Honestly, I am furious. I've known Ali for years. She's the kind of person who will still love video games, still have hope for the industry, still do her best to make things better for everyone even after all of this. She even tweeted out support for the people she's leaving behind at Nintendo, stating "I do want to also say that I had some truly incredible coworkers at Nintendo, and I'd love it if you continued to support them. <3" I could rant and rave about the absurd injustice of the situation, but Ali, on the day she was terminated from one of her dream jobs, told everyone that, "many of you are talking about GG and Nintendo, but I'd actually prefer that this become a convo about the industry in general. In reality, this is about the industry and primary consumers needing to continue to mature re: privacy, women's issues, sex, and much more."
So, let's do that.
Let's have a conversation about the industry in general.
That being vocal about feminism is a particularly dangerous thing to do in the gaming industry should speak volumes (and here I mean actually vocal, not just making token show of it every so often with diversity panels on women in gaming before turning around to hire exotic dancers for a professional event). We've seen some of the brightest minds in the industry leave or find themselves at the center of a digital mob because they happened to write about feminism in gaming.

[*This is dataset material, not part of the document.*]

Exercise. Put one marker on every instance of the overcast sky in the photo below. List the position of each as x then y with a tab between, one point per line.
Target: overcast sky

Why? Why this virulent outpouring of rage against artists who make games or editors that respond to those artistic creations? Part of the problem is that there are a cacophony of different answers to this. The industry is maturing and certain people don't like the changes they see. Some see the call for more diversity or shifting artistic vision as censorship. Others believe very strongly that feminism is some kind of evil that needs to be stamped out. Still others see gaming as a binary space where if you have one kind of game, you can't have another. I could keep going, but at the end of the day, there's a mass of roiling ideologies and many hold one or more of these views at the same time. A not insignificant number of those people then decide they are going to take steps to actively try to ruin someone with whom they disagree. To do this, they will violate every decent notion of privacy. They will call the homes of their targets or their family. They will spread private information to people who thrive on the thrill of trolling for its own sake. They will do whatever they can from the comfort of their own computer screen to make their target feel unsafe and vulnerable.

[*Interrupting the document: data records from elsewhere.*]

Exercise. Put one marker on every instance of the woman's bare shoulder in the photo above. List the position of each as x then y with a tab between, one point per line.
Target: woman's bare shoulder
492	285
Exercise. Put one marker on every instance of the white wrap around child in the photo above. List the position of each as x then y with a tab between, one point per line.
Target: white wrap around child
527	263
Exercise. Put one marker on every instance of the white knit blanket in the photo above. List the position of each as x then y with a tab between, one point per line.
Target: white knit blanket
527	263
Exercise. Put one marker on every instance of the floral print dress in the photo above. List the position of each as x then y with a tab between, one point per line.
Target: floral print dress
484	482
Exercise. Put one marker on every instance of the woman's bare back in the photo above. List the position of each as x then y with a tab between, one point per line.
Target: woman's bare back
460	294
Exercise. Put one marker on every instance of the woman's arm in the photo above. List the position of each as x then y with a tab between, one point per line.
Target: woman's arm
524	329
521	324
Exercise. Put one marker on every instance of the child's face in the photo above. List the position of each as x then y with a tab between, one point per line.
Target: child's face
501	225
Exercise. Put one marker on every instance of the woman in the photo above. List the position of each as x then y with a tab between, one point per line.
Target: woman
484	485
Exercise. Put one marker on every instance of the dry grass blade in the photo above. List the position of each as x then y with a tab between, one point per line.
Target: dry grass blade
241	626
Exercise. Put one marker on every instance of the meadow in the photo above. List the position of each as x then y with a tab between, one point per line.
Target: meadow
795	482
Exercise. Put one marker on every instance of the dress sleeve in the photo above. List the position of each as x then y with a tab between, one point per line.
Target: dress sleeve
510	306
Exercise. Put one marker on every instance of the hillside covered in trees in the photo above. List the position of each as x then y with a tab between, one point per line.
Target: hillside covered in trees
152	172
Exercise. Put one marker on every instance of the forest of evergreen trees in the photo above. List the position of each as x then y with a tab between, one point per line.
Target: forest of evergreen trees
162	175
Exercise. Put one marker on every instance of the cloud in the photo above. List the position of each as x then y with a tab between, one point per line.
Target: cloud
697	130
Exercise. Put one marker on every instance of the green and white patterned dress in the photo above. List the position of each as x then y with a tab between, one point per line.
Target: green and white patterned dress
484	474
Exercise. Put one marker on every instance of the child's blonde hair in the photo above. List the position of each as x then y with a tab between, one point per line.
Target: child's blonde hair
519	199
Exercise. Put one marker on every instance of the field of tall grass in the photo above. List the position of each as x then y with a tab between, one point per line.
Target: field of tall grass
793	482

It cannot be emphasized enough that this harassment goes beyond nasty comments on Twitter or threatening private messages. Imagine a mob stalking its prey instead of bringing out torches and pitchforks. People spent months sifting through years of Ali's articles, school essays, pictures, Twitter, Facebook, LinkedIn, and far, far more with the goal of trying to get her fired from Nintendo. That isn't uncommon treatment for a woman who has attracted the negative attention of a sizable group of people in the games industry. Where is the outrage over that when we can muster plenty for a swapped out Overwatch victory animation or the loss of a cigar?

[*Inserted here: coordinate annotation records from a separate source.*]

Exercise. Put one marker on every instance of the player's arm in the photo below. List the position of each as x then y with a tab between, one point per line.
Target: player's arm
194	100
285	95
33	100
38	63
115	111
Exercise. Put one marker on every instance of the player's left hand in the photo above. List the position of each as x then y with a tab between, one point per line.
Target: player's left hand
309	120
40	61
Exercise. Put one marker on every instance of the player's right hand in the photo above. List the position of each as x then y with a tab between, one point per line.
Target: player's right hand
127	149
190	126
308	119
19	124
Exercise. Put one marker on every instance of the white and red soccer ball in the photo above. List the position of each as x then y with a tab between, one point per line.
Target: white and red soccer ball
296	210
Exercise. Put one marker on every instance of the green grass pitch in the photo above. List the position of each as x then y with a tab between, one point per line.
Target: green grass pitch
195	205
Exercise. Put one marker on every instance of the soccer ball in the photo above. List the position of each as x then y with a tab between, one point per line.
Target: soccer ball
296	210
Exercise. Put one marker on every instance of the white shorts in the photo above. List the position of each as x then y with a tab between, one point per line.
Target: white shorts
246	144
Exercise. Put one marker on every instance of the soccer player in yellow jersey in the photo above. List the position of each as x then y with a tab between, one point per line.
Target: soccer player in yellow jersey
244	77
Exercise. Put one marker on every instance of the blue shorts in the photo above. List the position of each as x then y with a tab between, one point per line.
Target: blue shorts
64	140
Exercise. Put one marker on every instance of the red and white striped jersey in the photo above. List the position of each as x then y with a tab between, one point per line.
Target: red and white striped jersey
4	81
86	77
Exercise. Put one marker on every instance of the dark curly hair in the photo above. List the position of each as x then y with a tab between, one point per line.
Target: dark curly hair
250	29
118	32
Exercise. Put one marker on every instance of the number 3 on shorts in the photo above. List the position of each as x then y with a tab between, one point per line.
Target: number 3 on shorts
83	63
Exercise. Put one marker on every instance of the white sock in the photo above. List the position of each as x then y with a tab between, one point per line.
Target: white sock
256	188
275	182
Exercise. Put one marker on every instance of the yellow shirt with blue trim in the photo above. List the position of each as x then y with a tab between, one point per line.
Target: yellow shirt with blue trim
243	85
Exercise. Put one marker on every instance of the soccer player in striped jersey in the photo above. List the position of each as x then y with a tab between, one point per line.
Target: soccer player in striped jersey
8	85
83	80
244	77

Ali specifically mentions GamerGate as being one source of her harassment, but honestly, the name of the group of people behind this persistent cyber attack doesn't matter. What matters is that we seem to have grown accustomed to the hate-mongering, complacent with the unending conspiracy theories, and accepting of the very real toll that those two combined can exact from the people in this industry. It doesn't matter what group spawned this hatred and discrimination; it matters that it is currently hurting people - that it will likely hurt other people in the future. We have to face the fact the industry has created an atmosphere in which all of this is tolerated in many gaming spaces. Gaming is in a place right now where multimillion dollar corporations would rather kowtow to hateful demands than take a stand, giving tacit affirmation to these harassment tactics. Perhaps the game industry has been silent for far too long on the subject of representation in games as other forms of media have matured. In fact, there is no perhaps about it: You can see that uncomfortable silence in the complete absence of any response from Nintendo to this prolonged campaign to tear Ali Rapp apart (not that they could ever succeed at that, by the way. Ali gives the unbreakable Kimmy Schmidt a run for her money).
We all need to take a hard look at ourselves, our roles in our online communities, and our position in the industry to see how we can do better. We can't just say that the people behind this harassment are just trolls out for a laugh when they are hurting real people. We can't sit idle while people are made to fear for their safety for saying representation of gender and sexuality in gaming could be better - for saying things that are true. Women in many major games are often treated like rewards, objectives, or afterthoughts instead of well-rounded characters. LGBT characters are so rare that it is often shocking to see a non-straight character, and despite their rarity, there are a whole slew of negative tropes that come along with their inclusion. It shouldn't be shocking or inciting to suggest that both gamers and developers should more intentionally consider gender and sexuality in games than they have in the past. It isn't right that good people like Ali Rapp get fired for no other reason than a group of people decided they didn't like hearing about feminism and representation from a woman in the video game industry.
Extra Life has always been an inclusive, welcoming place that brings people together for an amazing cause. I'd just ask everyone who reads this to take that same spirit of love, respect, and compassion with them out into the larger gaming community. From where it stands right now, we need an awful lot more of that in every aspect of the video game industry.